Dream Job

When testing his new Gale Force launched coaster at Playland’s Castaway Cove in Ocean City, New Jersey, owner Scott Simpson loads the train with test dummies. I’ve always wanted to be a test dummy, so asked Scott if I might take one of their places. That’s me pictured on the left, the one without the sun glasses.

 

Test dummies are important. They are filled with water to approximate the weight of a passenger, and are then sent through the entire ride. They do not complain, and they do not get motion sickness. Well, I thought I could do that job. I was filled with something from the night before, climbed aboard, did not complain, and did not become nauseous. I did get bumped around a bit, but that’s to be expected on a roller coaster, especially a prototype coaster like Gale Force.

 

A prototype? Yes, indeed. Gale Force is the world’s first S&S LSM Triple Launch El Loco Coaster. It offers visitors to the Jersey Shore an exciting and unique high-powered ride experience. The ingenious design of the three launches (one forward, one backward, and a final forward launch at 64 mph (103 kph) provides an exciting ride experience on a coaster that has a very small footprint. S&S has packed the ride design with many elements, including a 125-foot (38 m) crest, the pure rush of a 100° down drop at 59 mph (95 kph), a 180° twisting climb, an off-camber dive drop, a corked roll, a top hat twist, and a raven dive. It has a relatively short ride time (1 minute) and single train (12 passengers), which makes it a perfect fit for this seaside park. The new triple-launch version of El Loco is even more vertical and compact than the original El Loco that debuted in 2008 at Indiana Beach with a traditional lift hill and a horizontal layout.

 

Gale Force squeezes a lot of thrills into a very tight space. The triple launch, both forwards and backwards over the same section of track, is one that test dummies can do that with impunity. With space at a premium on the boardwalk location, every square foot, or square meter, counts. To increase the level of claustrophobia, Simpson asked Fred Miler to build another coaster wrapped around Gale Force, which he dubbed Wild Waves. Then, because there was still room to breath, he shoehorned Whirlwind, an SBF Visa Compact Spinning Coaster, next to it. The result is the densest collection of roller coaster track I’ve ever seen. But if you enjoy riding coasters and don’t like walking long distances, this is pig heaven.

 

Eventually it was time to remove the test dummies, including me, and let real people ride.

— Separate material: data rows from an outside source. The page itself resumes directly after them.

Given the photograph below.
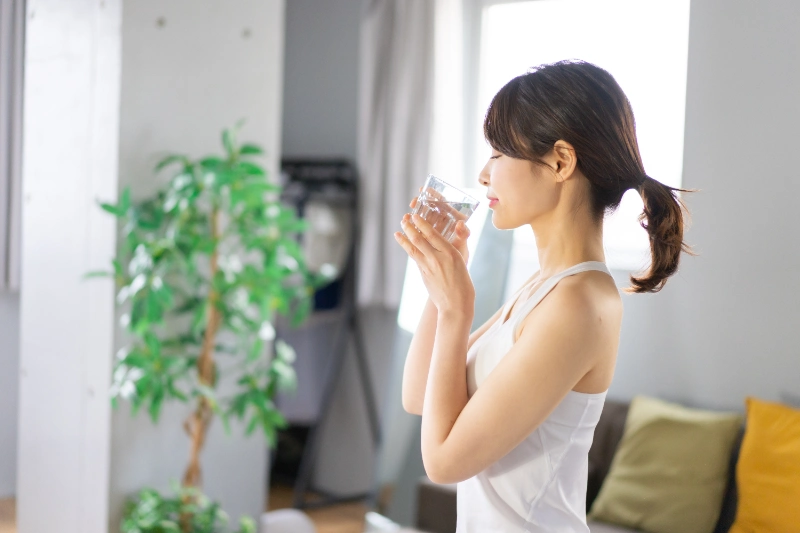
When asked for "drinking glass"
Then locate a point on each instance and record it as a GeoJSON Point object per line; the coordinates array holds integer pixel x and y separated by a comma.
{"type": "Point", "coordinates": [442, 205]}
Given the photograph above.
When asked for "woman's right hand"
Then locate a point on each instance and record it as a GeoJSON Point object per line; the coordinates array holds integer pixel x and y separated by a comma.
{"type": "Point", "coordinates": [460, 237]}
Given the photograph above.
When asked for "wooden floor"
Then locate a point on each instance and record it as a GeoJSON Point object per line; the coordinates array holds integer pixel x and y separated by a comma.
{"type": "Point", "coordinates": [340, 518]}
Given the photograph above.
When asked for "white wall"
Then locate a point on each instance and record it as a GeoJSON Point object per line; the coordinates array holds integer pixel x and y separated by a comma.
{"type": "Point", "coordinates": [189, 69]}
{"type": "Point", "coordinates": [70, 127]}
{"type": "Point", "coordinates": [9, 389]}
{"type": "Point", "coordinates": [727, 325]}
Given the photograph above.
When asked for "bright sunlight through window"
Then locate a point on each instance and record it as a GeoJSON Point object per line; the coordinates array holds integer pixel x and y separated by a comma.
{"type": "Point", "coordinates": [643, 44]}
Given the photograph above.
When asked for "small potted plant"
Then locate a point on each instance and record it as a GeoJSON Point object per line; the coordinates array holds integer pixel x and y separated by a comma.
{"type": "Point", "coordinates": [203, 268]}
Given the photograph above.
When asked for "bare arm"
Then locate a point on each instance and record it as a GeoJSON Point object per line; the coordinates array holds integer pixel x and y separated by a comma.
{"type": "Point", "coordinates": [418, 360]}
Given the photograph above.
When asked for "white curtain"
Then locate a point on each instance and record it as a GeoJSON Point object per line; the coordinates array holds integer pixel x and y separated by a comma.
{"type": "Point", "coordinates": [12, 16]}
{"type": "Point", "coordinates": [394, 132]}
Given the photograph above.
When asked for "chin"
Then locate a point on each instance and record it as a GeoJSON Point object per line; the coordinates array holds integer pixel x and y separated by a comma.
{"type": "Point", "coordinates": [497, 221]}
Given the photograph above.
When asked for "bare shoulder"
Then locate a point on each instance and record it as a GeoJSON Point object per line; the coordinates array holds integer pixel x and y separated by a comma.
{"type": "Point", "coordinates": [589, 302]}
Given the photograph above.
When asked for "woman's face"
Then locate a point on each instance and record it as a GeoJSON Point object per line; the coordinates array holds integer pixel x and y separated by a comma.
{"type": "Point", "coordinates": [524, 191]}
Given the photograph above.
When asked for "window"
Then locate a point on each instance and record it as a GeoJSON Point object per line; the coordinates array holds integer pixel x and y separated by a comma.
{"type": "Point", "coordinates": [642, 43]}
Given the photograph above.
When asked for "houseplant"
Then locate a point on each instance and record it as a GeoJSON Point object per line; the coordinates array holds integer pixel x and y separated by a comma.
{"type": "Point", "coordinates": [204, 266]}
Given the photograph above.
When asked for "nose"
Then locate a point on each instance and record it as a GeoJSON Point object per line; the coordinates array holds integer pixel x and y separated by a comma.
{"type": "Point", "coordinates": [483, 177]}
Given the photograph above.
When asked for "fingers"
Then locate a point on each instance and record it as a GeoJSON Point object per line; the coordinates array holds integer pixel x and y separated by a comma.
{"type": "Point", "coordinates": [429, 239]}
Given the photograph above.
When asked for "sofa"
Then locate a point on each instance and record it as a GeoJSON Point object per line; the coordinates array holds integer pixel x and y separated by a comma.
{"type": "Point", "coordinates": [436, 504]}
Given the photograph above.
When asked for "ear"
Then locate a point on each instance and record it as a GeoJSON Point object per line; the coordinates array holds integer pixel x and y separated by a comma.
{"type": "Point", "coordinates": [564, 160]}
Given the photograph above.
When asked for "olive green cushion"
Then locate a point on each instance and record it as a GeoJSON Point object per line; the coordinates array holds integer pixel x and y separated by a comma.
{"type": "Point", "coordinates": [669, 472]}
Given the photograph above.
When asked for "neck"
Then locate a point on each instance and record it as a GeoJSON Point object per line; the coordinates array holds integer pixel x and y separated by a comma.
{"type": "Point", "coordinates": [566, 238]}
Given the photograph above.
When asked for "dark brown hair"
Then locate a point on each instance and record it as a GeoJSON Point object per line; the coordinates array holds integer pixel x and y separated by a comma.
{"type": "Point", "coordinates": [583, 105]}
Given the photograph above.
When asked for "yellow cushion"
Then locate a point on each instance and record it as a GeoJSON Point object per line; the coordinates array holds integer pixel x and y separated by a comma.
{"type": "Point", "coordinates": [669, 472]}
{"type": "Point", "coordinates": [768, 471]}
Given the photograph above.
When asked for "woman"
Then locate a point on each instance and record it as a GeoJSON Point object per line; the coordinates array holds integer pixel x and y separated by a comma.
{"type": "Point", "coordinates": [509, 412]}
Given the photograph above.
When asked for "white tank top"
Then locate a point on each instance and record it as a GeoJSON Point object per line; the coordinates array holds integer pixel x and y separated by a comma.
{"type": "Point", "coordinates": [539, 486]}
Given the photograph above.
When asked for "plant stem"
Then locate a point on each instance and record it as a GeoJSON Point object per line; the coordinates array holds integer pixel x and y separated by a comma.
{"type": "Point", "coordinates": [196, 425]}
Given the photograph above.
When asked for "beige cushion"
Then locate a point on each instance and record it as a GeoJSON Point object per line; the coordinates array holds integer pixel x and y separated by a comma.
{"type": "Point", "coordinates": [670, 470]}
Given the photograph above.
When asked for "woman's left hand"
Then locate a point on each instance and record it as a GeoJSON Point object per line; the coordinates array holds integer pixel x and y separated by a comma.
{"type": "Point", "coordinates": [443, 270]}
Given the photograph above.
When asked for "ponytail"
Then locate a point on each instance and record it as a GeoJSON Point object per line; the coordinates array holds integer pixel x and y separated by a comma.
{"type": "Point", "coordinates": [662, 218]}
{"type": "Point", "coordinates": [585, 106]}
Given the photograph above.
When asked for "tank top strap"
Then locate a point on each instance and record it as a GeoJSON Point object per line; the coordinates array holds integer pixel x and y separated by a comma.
{"type": "Point", "coordinates": [548, 286]}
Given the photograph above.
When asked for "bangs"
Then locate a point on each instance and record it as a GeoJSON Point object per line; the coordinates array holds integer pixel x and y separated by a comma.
{"type": "Point", "coordinates": [501, 126]}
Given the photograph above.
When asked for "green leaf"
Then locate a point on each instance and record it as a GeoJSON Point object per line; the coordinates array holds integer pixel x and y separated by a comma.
{"type": "Point", "coordinates": [250, 169]}
{"type": "Point", "coordinates": [228, 142]}
{"type": "Point", "coordinates": [250, 149]}
{"type": "Point", "coordinates": [111, 208]}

As I watched, everyone seemed to enjoy riding Gale Force. You could hear their screams of joy up and down the beachfront. Test dummies don’t scream; it’s not part of their job description. Real people do. So while being a test dummy was fun for a change, it’s more fun to ride with real people and then watch real people thrill to their coaster ride. That’s the best part of this job.